Adolescence, 2010, T. 28, n°3, pp. 699-708.

Ludovic Gadeau : le rapport à la loi et l’exercice de l’autorité : acte éducatif et temps transitionnel

L’auteur met en discussion une forme de dérive dans le rapport à la loi et l’exercice de l’autorité en opposant acte éducatif et réaction éducative. Cette opposition est utile pour élaborer les situations éducatives se situant au voisinage de la perversion. La réaction éducative opérerait dans le registre de la réalité contingente, répondant à une temporalité du registre de l’immédiateté.
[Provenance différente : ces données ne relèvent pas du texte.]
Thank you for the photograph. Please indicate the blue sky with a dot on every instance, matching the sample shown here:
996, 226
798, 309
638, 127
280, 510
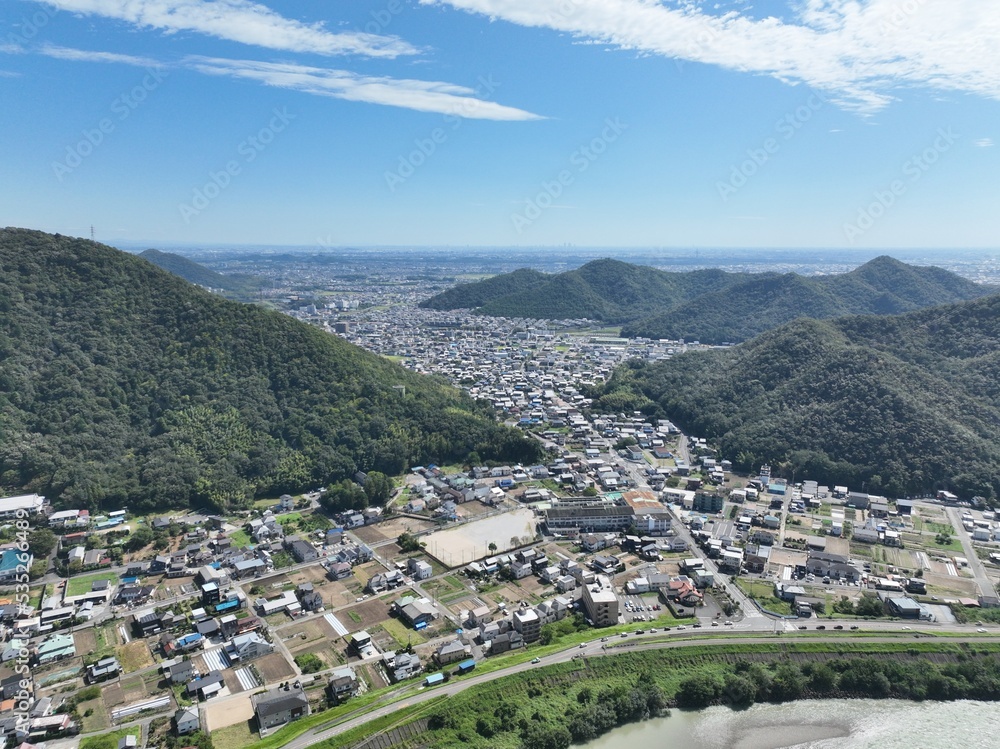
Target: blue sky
807, 123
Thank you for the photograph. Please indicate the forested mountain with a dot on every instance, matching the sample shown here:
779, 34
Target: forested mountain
607, 290
882, 286
199, 274
900, 404
121, 384
478, 293
710, 306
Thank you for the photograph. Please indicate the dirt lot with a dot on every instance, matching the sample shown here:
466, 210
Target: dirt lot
367, 613
228, 713
313, 574
114, 695
85, 640
300, 636
135, 656
391, 529
467, 543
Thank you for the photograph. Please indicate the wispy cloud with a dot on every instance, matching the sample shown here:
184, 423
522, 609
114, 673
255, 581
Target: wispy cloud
423, 96
81, 55
240, 21
860, 51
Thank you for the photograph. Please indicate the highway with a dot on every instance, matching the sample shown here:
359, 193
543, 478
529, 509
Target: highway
594, 649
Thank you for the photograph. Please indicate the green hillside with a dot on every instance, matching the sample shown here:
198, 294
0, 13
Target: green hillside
711, 306
882, 286
903, 404
121, 384
606, 290
469, 295
199, 274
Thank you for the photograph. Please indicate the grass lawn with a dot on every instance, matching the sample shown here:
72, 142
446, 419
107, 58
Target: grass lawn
134, 656
953, 545
240, 539
403, 634
234, 737
97, 720
80, 585
763, 593
110, 740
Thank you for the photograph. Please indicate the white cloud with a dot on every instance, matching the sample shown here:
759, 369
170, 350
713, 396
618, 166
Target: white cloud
239, 21
423, 96
81, 55
860, 51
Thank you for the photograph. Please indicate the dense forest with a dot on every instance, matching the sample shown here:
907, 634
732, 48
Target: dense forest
236, 285
710, 306
903, 404
121, 384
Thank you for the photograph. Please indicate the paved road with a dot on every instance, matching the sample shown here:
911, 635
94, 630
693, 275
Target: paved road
593, 649
983, 585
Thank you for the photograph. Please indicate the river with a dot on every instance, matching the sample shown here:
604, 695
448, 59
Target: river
818, 724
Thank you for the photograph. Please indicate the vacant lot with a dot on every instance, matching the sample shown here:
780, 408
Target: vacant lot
273, 668
469, 542
368, 613
134, 656
234, 716
301, 635
85, 640
80, 585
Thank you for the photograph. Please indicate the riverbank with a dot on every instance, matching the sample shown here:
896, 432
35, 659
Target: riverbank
552, 706
815, 724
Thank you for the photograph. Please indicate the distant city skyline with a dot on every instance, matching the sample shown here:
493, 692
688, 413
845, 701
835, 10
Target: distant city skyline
812, 124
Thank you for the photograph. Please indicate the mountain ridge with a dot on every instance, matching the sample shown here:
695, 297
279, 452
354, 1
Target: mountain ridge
121, 383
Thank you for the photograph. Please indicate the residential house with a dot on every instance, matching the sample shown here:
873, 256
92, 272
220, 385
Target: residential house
186, 720
206, 687
343, 684
246, 647
179, 670
451, 652
102, 670
55, 647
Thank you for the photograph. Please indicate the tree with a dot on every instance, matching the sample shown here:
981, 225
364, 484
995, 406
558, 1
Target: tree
700, 690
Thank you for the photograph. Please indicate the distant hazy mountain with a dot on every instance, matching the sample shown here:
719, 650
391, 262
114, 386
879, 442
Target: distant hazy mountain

L’acte éducatif tirerait son pouvoir structurant de ce qu’il se situe essentiellement dans le registre symbolique, gouverné par une temporalité transitionnelle. L’auteur montre que certaines expériences intersubjectives lorsqu’elles sont soumises à une temporalité transitionnelle donnent à l’acte éducatif sa portée structurante.

Adolescence, 2010, T. 28, n°3, pp. 689-697.

Nicole Jeammet : rite et vie monastique

À partir d’une recherche effectuée dans un monastère, cet article interroge le sens que peuvent prendre la liturgie et les rites : à travers l’importance donnée au corps et au faire dans un lieu commun à l’Autre et à soi, ne peut-on les voir comme une porte d’accès à un espace transitionnel ?

Adolescence, 2010, T. 28, n°3, pp. 685-688.

Véronique Donard : thérèse de lisieux ou la sublimation des pulsions meurtrières

Cet article aborde certains aspects de la fantasmatique de Thérèse de Lisieux lors de sa préadolescence et de sa puberté. Il met à jour des conflits psychiques marqués par la mort et la violence, de même que par la force des affects œdipiens et par une impossible sexualité. Il cherche à montrer que, si la réalité psychique de la « petite Thérèse » est loin de correspondre à l’image édulcorée que l’on s’en fait habituellement, elle ne révèle pas moins la qualité du travail des pulsions de vie et la force d’un remarquable processus de maturation qui sut transformer progressivement une organisation psychique pathologique et mortifère en une dynamique tournée vers la vie.

Adolescence, 2010, T. 28, n°3, pp. 667-684.